HighCommander4 avatar Jan 05 '24 04:01 HighCommander4

(For full disclosure, I deleted a comment asking a question that's best discussed in a separate issue. A separate issue has been filed for it at https://github.com/clangd/clangd/issues/1897.)

HighCommander4 avatar Jan 05 '24 08:01 HighCommander4

After hours of searching to finally understand the reason clangd wasn't recognizing my system headers, it all came down to allowlisting my compiler with the launch argument --query-driver=C:/mingw32/bin/* 🥴

I have 2 points of feedback following this endeavour:

  1. Perhaps it would be helpful renaming --query-driver to something more accurate, such as --allow-query-driver

  2. Given that C:/mingw32/bin is already in my system path... Would it be possible to automatically allowlist the contents of each directory contained in the system path, as they've already been explicitly flagged by the user as being accessible system-wide?

recursivenomad avatar Jan 24 '24 01:01 recursivenomad

  1. Perhaps it would be helpful renaming --query-driver to something more accurate, such as --allow-query-driver

  2. Given that C:/mingw32/bin is already in my system path... Would it be possible to automatically allowlist the contents of each directory contained in the system path, as they've already been explicitly flagged by the user as being accessible system-wide?

I think these are both ideas worth discussing/exploring further, and I'm happy to share more thoughts on them. Could I ask that you file separate issues (one for each) please?

I'd like to keep this issue focused on the proposal in the issue description about prompting users to help set up the configuration options currently required by clangd.

HighCommander4 avatar Jan 24 '24 06:01 HighCommander4

By the way, I realized that my proposal in this issue has substantial overlap with an earlier proposal in #539.

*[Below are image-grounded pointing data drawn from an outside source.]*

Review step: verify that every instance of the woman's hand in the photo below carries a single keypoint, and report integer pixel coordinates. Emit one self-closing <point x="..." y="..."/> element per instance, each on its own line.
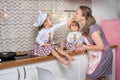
<point x="47" y="45"/>
<point x="83" y="47"/>
<point x="78" y="44"/>
<point x="69" y="22"/>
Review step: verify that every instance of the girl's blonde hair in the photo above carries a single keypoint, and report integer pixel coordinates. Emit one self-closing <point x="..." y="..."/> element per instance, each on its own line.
<point x="76" y="24"/>
<point x="90" y="20"/>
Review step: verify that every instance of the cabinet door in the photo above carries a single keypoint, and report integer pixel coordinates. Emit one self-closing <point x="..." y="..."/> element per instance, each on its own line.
<point x="30" y="71"/>
<point x="10" y="74"/>
<point x="75" y="71"/>
<point x="112" y="76"/>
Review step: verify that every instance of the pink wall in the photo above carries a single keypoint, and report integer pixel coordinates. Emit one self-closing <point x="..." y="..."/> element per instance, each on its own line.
<point x="112" y="32"/>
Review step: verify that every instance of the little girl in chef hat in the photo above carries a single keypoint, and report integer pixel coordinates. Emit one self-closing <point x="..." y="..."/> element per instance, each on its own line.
<point x="44" y="46"/>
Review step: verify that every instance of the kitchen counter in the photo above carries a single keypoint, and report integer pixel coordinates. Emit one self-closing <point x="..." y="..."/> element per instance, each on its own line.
<point x="31" y="60"/>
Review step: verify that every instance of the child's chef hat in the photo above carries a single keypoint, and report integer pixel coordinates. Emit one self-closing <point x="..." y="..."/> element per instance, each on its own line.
<point x="41" y="18"/>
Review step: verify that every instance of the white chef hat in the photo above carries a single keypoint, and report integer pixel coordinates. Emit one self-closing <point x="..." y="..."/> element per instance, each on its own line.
<point x="41" y="18"/>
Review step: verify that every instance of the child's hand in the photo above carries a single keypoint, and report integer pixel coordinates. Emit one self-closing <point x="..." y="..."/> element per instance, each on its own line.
<point x="78" y="44"/>
<point x="47" y="45"/>
<point x="69" y="22"/>
<point x="83" y="47"/>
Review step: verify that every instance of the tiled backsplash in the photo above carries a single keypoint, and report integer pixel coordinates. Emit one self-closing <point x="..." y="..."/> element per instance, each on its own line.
<point x="17" y="32"/>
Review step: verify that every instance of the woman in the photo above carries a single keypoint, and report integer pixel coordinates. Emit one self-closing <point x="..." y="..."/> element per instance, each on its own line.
<point x="99" y="52"/>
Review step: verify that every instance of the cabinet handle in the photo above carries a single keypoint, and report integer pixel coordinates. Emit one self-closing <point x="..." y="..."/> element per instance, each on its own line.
<point x="24" y="73"/>
<point x="18" y="74"/>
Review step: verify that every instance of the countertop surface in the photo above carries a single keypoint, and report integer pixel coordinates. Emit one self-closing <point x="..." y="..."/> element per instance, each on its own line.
<point x="31" y="60"/>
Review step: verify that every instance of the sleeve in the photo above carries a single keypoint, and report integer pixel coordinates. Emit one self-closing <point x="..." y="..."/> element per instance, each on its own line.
<point x="94" y="28"/>
<point x="80" y="38"/>
<point x="57" y="26"/>
<point x="39" y="38"/>
<point x="69" y="38"/>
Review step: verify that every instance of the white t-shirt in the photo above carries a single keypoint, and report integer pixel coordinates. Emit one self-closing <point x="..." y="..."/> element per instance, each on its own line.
<point x="71" y="35"/>
<point x="43" y="34"/>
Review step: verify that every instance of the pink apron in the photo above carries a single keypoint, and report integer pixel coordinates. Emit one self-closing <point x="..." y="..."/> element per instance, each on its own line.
<point x="94" y="58"/>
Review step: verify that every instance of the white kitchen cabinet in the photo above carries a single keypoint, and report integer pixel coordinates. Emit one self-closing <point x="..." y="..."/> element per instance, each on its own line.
<point x="10" y="74"/>
<point x="112" y="77"/>
<point x="75" y="71"/>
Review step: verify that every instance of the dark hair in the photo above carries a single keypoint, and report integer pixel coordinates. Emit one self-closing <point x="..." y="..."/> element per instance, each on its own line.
<point x="76" y="24"/>
<point x="90" y="20"/>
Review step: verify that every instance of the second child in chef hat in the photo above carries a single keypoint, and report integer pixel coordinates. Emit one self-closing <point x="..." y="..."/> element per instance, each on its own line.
<point x="44" y="38"/>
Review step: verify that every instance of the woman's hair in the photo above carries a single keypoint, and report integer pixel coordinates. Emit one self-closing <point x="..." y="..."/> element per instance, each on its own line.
<point x="76" y="24"/>
<point x="42" y="26"/>
<point x="90" y="20"/>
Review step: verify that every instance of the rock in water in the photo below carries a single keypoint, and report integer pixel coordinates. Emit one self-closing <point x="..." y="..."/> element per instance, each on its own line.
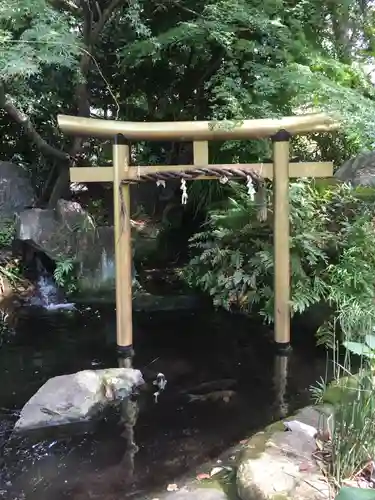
<point x="77" y="397"/>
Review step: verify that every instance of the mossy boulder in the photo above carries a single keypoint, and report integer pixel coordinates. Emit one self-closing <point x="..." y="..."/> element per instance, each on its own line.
<point x="279" y="465"/>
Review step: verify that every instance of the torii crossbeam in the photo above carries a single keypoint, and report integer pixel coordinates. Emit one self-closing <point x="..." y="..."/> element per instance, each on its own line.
<point x="122" y="174"/>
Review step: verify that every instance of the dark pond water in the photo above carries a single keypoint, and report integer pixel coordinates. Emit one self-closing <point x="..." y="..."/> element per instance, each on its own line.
<point x="174" y="437"/>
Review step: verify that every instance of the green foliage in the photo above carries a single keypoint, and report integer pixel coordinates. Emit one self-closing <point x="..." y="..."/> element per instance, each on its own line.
<point x="6" y="233"/>
<point x="332" y="248"/>
<point x="34" y="34"/>
<point x="64" y="275"/>
<point x="348" y="493"/>
<point x="353" y="405"/>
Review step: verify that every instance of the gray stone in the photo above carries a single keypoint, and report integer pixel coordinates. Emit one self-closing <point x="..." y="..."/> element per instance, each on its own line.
<point x="285" y="467"/>
<point x="16" y="192"/>
<point x="69" y="232"/>
<point x="77" y="397"/>
<point x="195" y="494"/>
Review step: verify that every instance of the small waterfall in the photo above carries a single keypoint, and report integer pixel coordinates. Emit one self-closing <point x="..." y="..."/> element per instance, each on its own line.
<point x="48" y="295"/>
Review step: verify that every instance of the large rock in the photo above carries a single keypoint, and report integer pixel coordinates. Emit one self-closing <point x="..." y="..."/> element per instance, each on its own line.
<point x="358" y="171"/>
<point x="77" y="397"/>
<point x="279" y="465"/>
<point x="16" y="192"/>
<point x="69" y="232"/>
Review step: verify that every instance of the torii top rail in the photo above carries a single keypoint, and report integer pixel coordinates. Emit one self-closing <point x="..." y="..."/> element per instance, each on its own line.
<point x="122" y="174"/>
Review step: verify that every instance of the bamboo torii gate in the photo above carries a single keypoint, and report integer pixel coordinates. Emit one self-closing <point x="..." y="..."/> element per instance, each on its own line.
<point x="121" y="174"/>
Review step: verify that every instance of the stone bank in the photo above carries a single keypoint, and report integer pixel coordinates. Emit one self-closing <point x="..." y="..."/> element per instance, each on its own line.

Some of the differences are:

  • The proposal in #539 limits the prompt to the case where we have a full path to a driver. I think that if we have unresolved standard library headers, a prompt is useful even if we don't have a full path to a driver (the prompt would just have slightly different contents: telling the user that they need to provide a full path to the driver).
  • The proposal in https://github.com/clangd/clangd/issues/539 seeks to go further than mine and actually give the user the option to temporarily allow-list the driver directly via the prompt. (I have no objection to this, but it does add implementation complexity so I'd think of it as a further enhancement.)